Delhi Health Minister Satyendar Jain’s arrest by the Enforcement Directorate in a money laundering case has emerged as the latest flashpoint between the Aam Aadmi Party and the BJP. While the Delhi Chief Minister has called the ED case against Jain “completely fake and politically motivated”, the BJP has accused the AAP convenor of shielding the corrupt. 

Jain has been arrested under criminal sections of the Prevention of Money Laundering Act (PMLA) with the ED case being based on a CBI FIR where he was accused of having laundered money through four companies allegedly linked to him. 

Amid the political standoff, here’s a refresher into the charges levelled by the Enforcement Directorate against Jain:

All about the ED case against Jain

Jain’s arrest is based on an investigation that dates back to 2015-16. The ED alleged that Jain was involved in hawala transactions with a Kolkata-based firm. 

As per the ED chargesheet, the investigation revealed that in 2015-16, when Jain was working in the central public works department, four firms “beneficially owned and controlled by him” received “accommodation entries (a term used for hawala transfers) to the tune of Rs 4.81 crore from shell companies against cash transferred to Kolkata-based entry operators through hawala route.”

In a statement issued last month, the ED had said it issued a provisional order under the PMLA to “attach immovable properties worth Rs 4.81 crore belonging to Akinchan Developers Pvt. Ltd.; Indo Metal Impex Pvt Ltd; Paryas Infosolutions Pvt. Ltd.; Manglayatan Projects Pvt. Ltd.; J.J. Ideal Estate Pvt. Ltd.; Swati Jain, wife of Vaibhav Jain; Sushila Jain, wife of Ajit Prasad Jain; and Indu Jain, wife of Sunil Jain.”  

“These amounts were utilised for direct purchase of land or for repayment of loan taken for the purchase of agricultural land in and around Delhi,” the ED said.

The persons named in the attachment order are associates and family members of Jain, the officials said.

The money laundering case against the Delhi minister stems from an August 2017 FIR filed by the CBI against him and others on charges of alleged possession of disproportionate assets (DA).

A charge sheet was filed by the CBI in December 2018 stating that the alleged DA was to the tune of Rs 1.47 crore, about 217 per cent more than his known sources of income, during 2015-17.

The Income Tax Department had also probed these transactions and issued an order attaching “benami assets” allegedly linked to Jain.

What is PMLA Act?

PMLA, 2002 is an act to prevent money-laundering. This enables the law enforcement agencies to confiscate property acquired through illegal activities including money laundering and hawala transactions.
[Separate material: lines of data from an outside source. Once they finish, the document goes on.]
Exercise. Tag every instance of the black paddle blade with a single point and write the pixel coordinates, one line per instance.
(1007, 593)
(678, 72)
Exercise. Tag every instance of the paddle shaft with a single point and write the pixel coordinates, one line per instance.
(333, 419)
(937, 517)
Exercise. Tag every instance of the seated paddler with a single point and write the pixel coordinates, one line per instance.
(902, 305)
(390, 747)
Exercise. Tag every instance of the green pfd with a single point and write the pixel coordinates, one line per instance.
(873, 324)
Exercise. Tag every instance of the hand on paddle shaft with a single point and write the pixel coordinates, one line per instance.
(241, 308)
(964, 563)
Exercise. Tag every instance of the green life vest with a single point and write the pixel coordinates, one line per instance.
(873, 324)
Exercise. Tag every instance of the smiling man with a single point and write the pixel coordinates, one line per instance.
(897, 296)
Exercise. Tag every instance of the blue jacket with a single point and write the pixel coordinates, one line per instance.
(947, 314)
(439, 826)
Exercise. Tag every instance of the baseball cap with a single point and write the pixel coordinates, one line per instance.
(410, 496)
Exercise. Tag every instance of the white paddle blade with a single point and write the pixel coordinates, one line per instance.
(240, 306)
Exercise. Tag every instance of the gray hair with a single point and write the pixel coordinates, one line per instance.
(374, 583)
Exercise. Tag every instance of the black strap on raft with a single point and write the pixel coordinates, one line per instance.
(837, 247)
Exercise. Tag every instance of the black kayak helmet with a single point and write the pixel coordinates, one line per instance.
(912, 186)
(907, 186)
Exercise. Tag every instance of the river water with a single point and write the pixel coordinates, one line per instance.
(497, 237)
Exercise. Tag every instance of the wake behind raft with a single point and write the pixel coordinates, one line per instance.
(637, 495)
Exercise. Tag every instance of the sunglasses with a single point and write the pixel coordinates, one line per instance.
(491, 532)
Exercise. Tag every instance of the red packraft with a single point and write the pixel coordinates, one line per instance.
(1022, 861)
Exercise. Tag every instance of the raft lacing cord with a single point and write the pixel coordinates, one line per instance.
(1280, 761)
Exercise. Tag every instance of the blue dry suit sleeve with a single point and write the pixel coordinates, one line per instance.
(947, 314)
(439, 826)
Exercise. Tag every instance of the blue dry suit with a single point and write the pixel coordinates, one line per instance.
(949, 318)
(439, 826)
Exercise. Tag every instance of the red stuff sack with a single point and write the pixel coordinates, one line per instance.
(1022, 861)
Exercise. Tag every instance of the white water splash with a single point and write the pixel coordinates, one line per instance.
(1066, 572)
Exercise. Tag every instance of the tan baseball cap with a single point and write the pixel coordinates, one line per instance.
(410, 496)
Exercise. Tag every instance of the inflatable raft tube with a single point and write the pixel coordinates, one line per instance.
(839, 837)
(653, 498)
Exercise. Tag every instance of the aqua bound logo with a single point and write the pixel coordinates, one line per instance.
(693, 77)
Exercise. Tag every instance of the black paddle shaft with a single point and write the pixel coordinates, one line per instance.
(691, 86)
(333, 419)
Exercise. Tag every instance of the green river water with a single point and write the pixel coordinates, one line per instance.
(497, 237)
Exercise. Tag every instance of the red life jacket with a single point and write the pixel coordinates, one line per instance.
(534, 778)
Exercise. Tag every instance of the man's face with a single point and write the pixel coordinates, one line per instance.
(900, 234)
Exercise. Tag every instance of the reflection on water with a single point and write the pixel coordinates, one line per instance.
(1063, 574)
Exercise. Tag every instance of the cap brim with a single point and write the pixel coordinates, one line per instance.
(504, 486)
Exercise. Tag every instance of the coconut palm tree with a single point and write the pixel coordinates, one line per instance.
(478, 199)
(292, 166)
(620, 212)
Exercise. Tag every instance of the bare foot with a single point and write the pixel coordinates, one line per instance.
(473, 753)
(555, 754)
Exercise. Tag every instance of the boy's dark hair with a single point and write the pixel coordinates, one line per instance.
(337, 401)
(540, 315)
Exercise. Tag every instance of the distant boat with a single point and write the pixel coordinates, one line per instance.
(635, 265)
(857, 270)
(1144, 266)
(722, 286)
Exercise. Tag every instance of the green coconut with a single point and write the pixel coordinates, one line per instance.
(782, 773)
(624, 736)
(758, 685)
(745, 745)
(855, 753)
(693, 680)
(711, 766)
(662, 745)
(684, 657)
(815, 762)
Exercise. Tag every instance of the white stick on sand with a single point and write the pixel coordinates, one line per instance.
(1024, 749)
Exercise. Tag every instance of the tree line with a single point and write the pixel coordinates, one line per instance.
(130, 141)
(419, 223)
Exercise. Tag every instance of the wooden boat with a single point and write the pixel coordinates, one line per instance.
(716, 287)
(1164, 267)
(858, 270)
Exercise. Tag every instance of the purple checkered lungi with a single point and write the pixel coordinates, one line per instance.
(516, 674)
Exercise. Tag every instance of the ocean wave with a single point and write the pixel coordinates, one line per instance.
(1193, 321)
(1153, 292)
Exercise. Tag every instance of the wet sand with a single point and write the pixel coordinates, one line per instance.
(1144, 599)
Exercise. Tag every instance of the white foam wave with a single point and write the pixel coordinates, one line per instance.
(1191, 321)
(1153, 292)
It was introduced to fight against the criminal offence of legalising the income from an illegal source.

What if crime under PMA is established?

If the charges under PMLA are established against the accused, the central agency can seize or free property obtained with the proceeds of crime. 

Any person who commits the offence of money laundering shall be punishable with rigorous imprisonment for a minimum term of three years and this may extend up to seven years.